UNITE ALL THE STRUGGLES AGAINST THE SPECULATOR-DEVELOPERS.
SUPPORT LUFTUR RAHAM AND THE STRUGGLE IN TOWER HAMLETS
5.5.15
In the trail of constant vilification, smears, spurious accusations of corruption and vote rigging of postal votes, the packed highly enthused meeting on April 30th, (1000 people) at the Water Lily Centre must stand as the vindication for all that Tower Hamlets First with their constituents stood for politically. Labour’s London Assembly Member John Biggs was never to forgive Lutfur Rahman who ran on a Labour ticket in 2010, for his defeat for election to Executive Mayor of one of the poorest boroughs in in the city. As we will gather later this was not simply only about the marginalisation of the black community. Then as now the accusations were flying of malpractices, vote rigging, etc. Subsequently Lutfur Rahman was to leave the Labour Party with others to stand under the banner of Tower Hamlets First.
The next time round was qualitatively different politically Lutfur Rahman sprung back in the fresh election for Executive Mayor in 2014 again but under the Tower Hamlets First ticket.

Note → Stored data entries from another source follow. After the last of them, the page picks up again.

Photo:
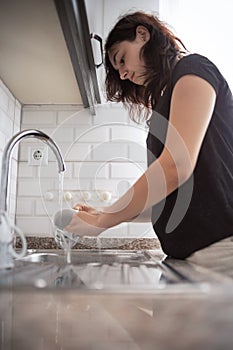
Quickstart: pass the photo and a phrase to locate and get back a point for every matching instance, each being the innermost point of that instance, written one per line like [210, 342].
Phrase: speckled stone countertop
[46, 320]
[34, 242]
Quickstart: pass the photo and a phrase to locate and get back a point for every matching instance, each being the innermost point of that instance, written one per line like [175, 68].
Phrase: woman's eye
[122, 61]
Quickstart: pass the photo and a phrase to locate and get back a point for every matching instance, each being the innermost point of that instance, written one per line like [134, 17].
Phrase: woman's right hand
[86, 208]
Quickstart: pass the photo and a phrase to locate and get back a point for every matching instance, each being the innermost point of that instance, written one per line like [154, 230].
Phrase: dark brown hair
[159, 55]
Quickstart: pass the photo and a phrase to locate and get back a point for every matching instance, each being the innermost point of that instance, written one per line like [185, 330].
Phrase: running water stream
[66, 242]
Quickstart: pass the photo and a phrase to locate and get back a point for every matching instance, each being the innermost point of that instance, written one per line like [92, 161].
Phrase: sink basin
[105, 270]
[86, 256]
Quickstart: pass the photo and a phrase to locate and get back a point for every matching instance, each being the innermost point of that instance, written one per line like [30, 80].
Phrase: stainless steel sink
[106, 270]
[87, 256]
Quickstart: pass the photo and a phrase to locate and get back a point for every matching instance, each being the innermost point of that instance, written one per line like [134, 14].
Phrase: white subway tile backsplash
[141, 230]
[24, 170]
[137, 152]
[76, 117]
[59, 134]
[105, 152]
[37, 226]
[91, 170]
[39, 117]
[6, 124]
[126, 170]
[100, 133]
[110, 152]
[34, 187]
[46, 208]
[126, 132]
[73, 152]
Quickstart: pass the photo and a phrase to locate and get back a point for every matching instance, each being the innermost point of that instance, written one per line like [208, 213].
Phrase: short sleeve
[198, 65]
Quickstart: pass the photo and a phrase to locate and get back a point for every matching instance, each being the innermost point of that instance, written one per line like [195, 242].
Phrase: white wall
[106, 152]
[204, 27]
[10, 114]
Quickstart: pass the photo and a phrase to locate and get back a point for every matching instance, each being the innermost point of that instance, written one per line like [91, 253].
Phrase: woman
[189, 180]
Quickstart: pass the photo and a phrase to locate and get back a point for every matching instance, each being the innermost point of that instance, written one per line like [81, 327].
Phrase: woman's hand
[87, 209]
[85, 222]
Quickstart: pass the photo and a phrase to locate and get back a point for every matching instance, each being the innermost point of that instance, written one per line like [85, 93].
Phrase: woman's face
[125, 57]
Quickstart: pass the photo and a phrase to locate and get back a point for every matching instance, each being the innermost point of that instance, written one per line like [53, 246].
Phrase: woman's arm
[191, 109]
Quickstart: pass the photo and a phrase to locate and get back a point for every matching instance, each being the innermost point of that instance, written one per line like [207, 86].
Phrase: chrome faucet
[6, 160]
[6, 227]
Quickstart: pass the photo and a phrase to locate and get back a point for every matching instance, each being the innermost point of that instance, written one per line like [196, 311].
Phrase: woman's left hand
[85, 222]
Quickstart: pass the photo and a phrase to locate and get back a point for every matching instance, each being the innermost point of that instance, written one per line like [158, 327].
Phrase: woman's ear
[142, 34]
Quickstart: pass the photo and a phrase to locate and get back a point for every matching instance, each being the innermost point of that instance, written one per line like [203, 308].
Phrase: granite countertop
[49, 318]
[34, 242]
[69, 320]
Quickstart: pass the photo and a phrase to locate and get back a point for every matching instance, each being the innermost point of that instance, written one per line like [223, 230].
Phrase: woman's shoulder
[199, 65]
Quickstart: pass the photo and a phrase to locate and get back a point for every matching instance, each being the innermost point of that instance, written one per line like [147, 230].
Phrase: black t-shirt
[200, 212]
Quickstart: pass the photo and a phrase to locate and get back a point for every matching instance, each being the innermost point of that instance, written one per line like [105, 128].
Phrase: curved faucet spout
[6, 159]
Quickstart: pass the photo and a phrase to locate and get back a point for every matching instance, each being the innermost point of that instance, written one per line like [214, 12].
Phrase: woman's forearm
[159, 180]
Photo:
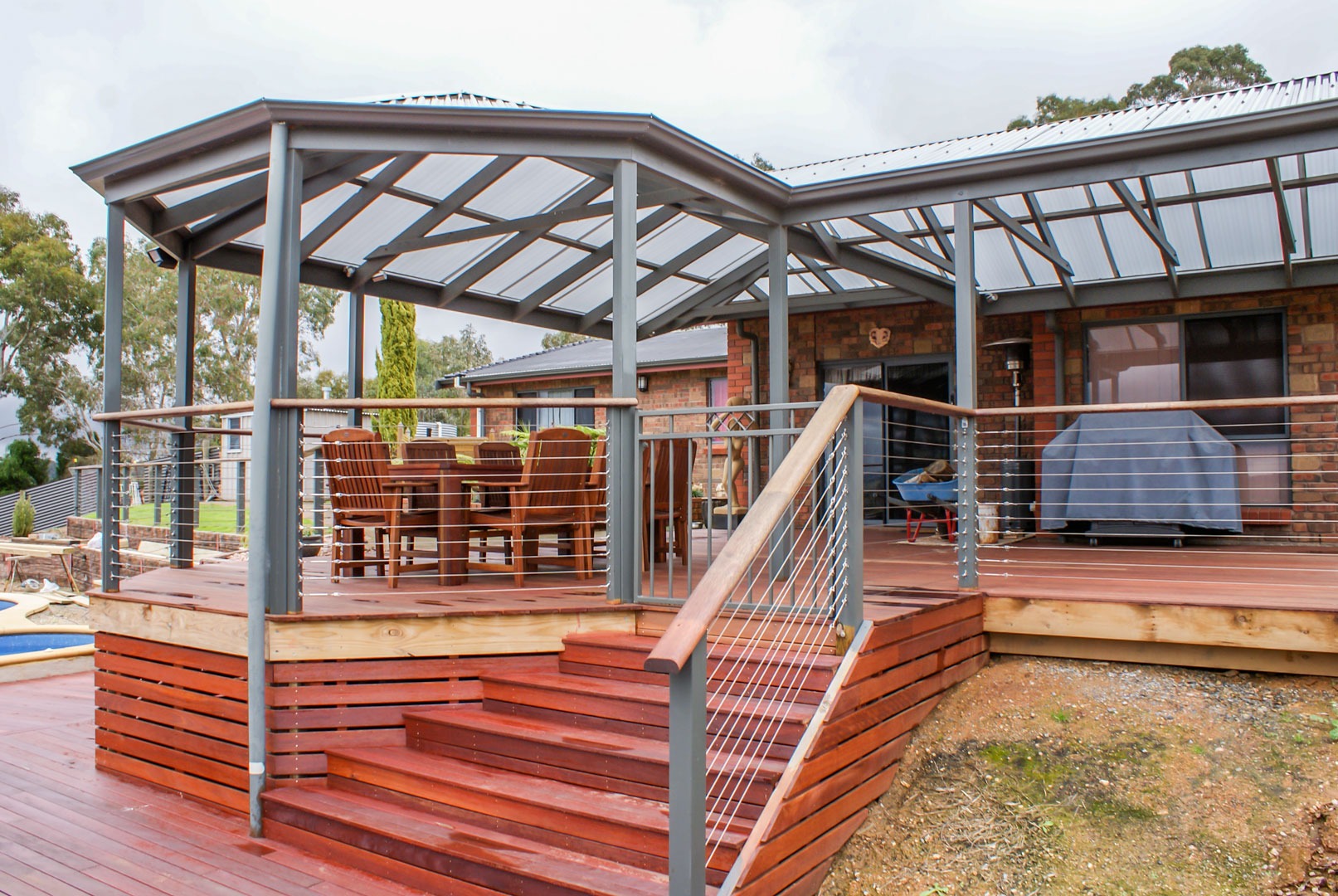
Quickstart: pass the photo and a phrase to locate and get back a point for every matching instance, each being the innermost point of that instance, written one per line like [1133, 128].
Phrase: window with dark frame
[536, 419]
[1206, 358]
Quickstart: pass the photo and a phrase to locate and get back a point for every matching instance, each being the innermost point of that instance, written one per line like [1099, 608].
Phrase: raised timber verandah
[622, 226]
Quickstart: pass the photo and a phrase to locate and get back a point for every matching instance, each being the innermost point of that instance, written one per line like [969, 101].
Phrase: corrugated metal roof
[1242, 100]
[460, 98]
[702, 345]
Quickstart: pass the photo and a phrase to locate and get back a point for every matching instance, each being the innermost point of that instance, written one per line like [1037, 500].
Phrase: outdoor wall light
[161, 258]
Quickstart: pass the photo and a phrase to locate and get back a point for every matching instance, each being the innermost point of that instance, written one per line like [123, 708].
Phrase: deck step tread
[475, 855]
[640, 696]
[645, 644]
[567, 737]
[567, 800]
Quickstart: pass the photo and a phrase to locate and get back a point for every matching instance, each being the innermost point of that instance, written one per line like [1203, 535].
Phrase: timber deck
[72, 830]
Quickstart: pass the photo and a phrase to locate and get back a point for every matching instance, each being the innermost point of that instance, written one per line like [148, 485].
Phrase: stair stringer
[820, 799]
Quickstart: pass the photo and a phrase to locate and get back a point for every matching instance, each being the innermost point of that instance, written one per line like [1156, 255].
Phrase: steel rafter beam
[1155, 217]
[542, 221]
[892, 236]
[728, 285]
[478, 270]
[597, 257]
[366, 196]
[661, 273]
[1144, 217]
[820, 273]
[873, 296]
[1043, 227]
[874, 265]
[439, 212]
[318, 179]
[938, 231]
[205, 207]
[1286, 236]
[1029, 240]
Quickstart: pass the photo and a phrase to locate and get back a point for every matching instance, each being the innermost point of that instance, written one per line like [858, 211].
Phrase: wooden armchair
[359, 468]
[549, 495]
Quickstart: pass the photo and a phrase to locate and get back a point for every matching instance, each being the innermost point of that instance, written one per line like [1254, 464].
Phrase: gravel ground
[1049, 776]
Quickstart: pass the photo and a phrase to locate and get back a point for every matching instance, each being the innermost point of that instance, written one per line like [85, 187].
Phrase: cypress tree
[397, 363]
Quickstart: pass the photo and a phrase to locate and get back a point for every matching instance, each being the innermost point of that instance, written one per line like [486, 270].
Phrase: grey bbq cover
[1141, 467]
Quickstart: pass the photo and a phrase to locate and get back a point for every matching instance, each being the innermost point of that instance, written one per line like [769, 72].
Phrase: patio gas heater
[1016, 476]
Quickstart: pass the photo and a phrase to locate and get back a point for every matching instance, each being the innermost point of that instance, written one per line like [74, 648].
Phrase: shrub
[24, 517]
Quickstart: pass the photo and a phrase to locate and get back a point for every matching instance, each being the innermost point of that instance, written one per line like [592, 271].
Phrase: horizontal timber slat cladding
[177, 716]
[909, 655]
[173, 716]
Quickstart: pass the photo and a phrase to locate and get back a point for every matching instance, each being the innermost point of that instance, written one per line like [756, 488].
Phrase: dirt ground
[1051, 776]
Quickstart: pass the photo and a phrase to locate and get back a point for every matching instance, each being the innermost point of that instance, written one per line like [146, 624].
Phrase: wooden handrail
[372, 404]
[1215, 404]
[693, 620]
[187, 411]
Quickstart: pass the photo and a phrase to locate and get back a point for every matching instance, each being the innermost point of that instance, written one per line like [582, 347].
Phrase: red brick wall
[667, 389]
[927, 328]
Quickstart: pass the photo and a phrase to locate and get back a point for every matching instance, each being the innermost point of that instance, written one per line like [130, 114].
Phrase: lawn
[214, 517]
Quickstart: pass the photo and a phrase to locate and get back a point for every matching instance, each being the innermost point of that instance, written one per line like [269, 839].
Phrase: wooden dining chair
[549, 495]
[359, 467]
[667, 503]
[495, 454]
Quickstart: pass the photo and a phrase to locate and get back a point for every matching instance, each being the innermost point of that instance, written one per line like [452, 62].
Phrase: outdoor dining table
[450, 483]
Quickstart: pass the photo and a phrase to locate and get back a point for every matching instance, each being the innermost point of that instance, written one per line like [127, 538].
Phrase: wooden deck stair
[557, 782]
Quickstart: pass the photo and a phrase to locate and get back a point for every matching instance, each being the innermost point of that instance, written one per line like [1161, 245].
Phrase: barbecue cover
[1165, 467]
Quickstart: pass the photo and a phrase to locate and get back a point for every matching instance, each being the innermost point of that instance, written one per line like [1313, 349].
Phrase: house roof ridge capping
[1237, 100]
[453, 98]
[693, 345]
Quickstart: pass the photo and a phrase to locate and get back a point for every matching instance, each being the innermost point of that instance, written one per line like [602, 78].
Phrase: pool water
[36, 640]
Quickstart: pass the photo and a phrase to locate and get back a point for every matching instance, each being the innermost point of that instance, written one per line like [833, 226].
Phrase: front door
[897, 441]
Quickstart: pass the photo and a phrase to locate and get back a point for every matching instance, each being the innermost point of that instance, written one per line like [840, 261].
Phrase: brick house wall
[667, 388]
[927, 329]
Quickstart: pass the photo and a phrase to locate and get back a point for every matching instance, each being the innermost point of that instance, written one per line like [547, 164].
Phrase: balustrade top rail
[373, 404]
[1215, 404]
[185, 411]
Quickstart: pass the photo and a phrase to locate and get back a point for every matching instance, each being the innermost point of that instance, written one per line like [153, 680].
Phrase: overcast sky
[794, 80]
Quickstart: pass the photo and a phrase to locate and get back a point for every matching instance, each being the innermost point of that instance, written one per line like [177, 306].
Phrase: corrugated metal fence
[54, 502]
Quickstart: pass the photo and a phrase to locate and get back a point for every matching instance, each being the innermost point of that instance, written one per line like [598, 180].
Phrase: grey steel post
[624, 470]
[853, 611]
[777, 375]
[964, 240]
[185, 507]
[272, 568]
[356, 341]
[688, 776]
[114, 303]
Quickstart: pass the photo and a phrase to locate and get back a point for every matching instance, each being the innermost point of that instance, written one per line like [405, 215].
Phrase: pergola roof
[504, 210]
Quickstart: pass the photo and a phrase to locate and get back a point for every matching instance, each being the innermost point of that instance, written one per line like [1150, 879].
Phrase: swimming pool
[37, 640]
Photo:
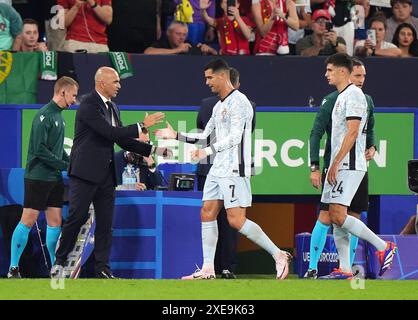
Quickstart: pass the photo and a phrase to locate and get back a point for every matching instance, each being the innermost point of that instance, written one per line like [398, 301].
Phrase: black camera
[230, 3]
[132, 158]
[329, 25]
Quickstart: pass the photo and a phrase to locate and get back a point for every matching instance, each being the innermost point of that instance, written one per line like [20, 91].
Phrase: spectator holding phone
[324, 40]
[375, 45]
[86, 22]
[402, 12]
[405, 38]
[234, 32]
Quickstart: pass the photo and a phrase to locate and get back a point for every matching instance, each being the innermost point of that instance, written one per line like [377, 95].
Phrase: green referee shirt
[46, 155]
[323, 123]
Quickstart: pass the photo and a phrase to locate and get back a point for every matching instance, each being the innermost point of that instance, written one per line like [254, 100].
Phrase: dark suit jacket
[150, 179]
[203, 116]
[94, 138]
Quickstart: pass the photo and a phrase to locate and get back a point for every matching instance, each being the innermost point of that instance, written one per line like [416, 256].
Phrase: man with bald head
[92, 168]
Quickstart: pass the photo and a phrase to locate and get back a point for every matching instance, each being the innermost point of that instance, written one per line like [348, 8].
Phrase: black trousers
[82, 193]
[226, 248]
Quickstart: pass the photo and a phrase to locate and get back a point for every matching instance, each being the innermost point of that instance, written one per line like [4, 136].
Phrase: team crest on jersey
[223, 113]
[337, 106]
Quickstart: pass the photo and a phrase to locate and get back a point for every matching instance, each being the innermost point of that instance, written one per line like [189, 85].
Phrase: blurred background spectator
[188, 11]
[272, 18]
[175, 43]
[28, 40]
[234, 32]
[381, 48]
[405, 38]
[402, 12]
[138, 21]
[305, 22]
[10, 26]
[86, 23]
[323, 41]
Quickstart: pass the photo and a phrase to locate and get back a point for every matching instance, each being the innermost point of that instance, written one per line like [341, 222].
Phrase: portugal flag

The culmination of this was to end in what turned out to be a farcical court verdict with the barring of the Mayor from office on April 23rd 2015. Whilst the incessant innuendos from the judgment formed a shrill baying with a backlash against “multi culturalism”, racist invective against members of the leading ethnic constituency in the borough with the exercising of “undue religious influence”; there were fundamentally deeper elements in the whole equation. The “piper” who called the shots was of course John Biggs (Labour), with others, through the medium of Eric Pickles (Government Minister) acting as the hatchet man to carry out the bidding of vested interests, political, media and property investors.
The “crime” of the elected Mayor with his Cabinet, was to implement measures which the inhabitants of Tower Hamlets found to be popular and sorely needed, bringing in the Education Maintenance Allowance, full council tax benefit, nursery school provision and critically in a borough of acute need, social housing, free childcare, services for the elderly, amongst other progressive acts for local people. That is provision for need – human need demanded by an electorate of some 37,000. Luftur Rahman and his fellow councillors stood up against a massive political oligarchy (besides also the dictates of the landlords and rentiers) which had known one form of corruption and another since the days of the tenure in the council of the Liberal Democrats, to be followed by that of the Labour Party.
These ills of a borough that had suffered massive unemployment as a result of the decline of the docks and other industries tied to the River Thames amongst other things. In the advent of the eighties, the area was visited upon by the massive property boom triggered off by the Isle of Dogs redevelopment soon to sweep along the south of the Commercial Road along the railway line to Wapping, Shadwell finishing in St Katherine’s Dock on the City’s doorstep. The forces behind the local political class in Tower Hamlets were the property developers and financiers nurtured by the asset boom fuelled by a debt ridden deflationary local economy.
Much of the social housing in Tower Hamlets were in poor condition through years of neglect by previous Liberal Democrat and Labour administrations, in particular the area running along Cable Street, parts of Cubitt Town on the Isle of Dogs for example. In the case of the Cable Street and Brick Lane areas, these formed the heartland of the Bangladeshi voters who were to give massive support to the burgeoning Tower Hamlets First which fought tremendous resistance from the developers particularly in the case of Watney Market. This was not to say that Luftur Rahman fought purely on communal lines, he also supported the Somali’s as well as the working class descendants of the Irish Dockers, the council served all the people simply doing what it was elected to do.
The 1000 people who filled two massive “haweli” rooms and an overflow prayer room on the night of April 30th indeed not only gave a rich endorsement against racism but across class lines of the political argument against their oppressors of post-colonial Britain, the uncaring political class as well as the their masters the landowners and corporate thieves. Speaker after speaker called for more social housing at realistic rents not that of the “affordable” substitutes being put up in the hideous towers mushrooming everywhere. Much of the demands centred round “parliamentary” and “electoral” processes. There were calls for more mass meetings to be replicated not only in the borough but further afield. It was clear that there exists here a huge mass electoral base for Tower Hamlets First, which if the political momentum is not sustained could evaporate fast. On a more positive note the meeting closed with the very bright ex-deputy leader of the council (chair of housing in the Cabinet) making a moving plea for support, her name was Rabina Kahn who will probably succeed Luftur Rahman in the next election in June 2015.
- Mass assemblies in all ward areas!
- Socialised care for the vulnerable sectors!
- Free higher education!
- For a continuation of council house building, employing local people!
- Expropriation of public land!
- Expropriation of financial institutions, banks etc.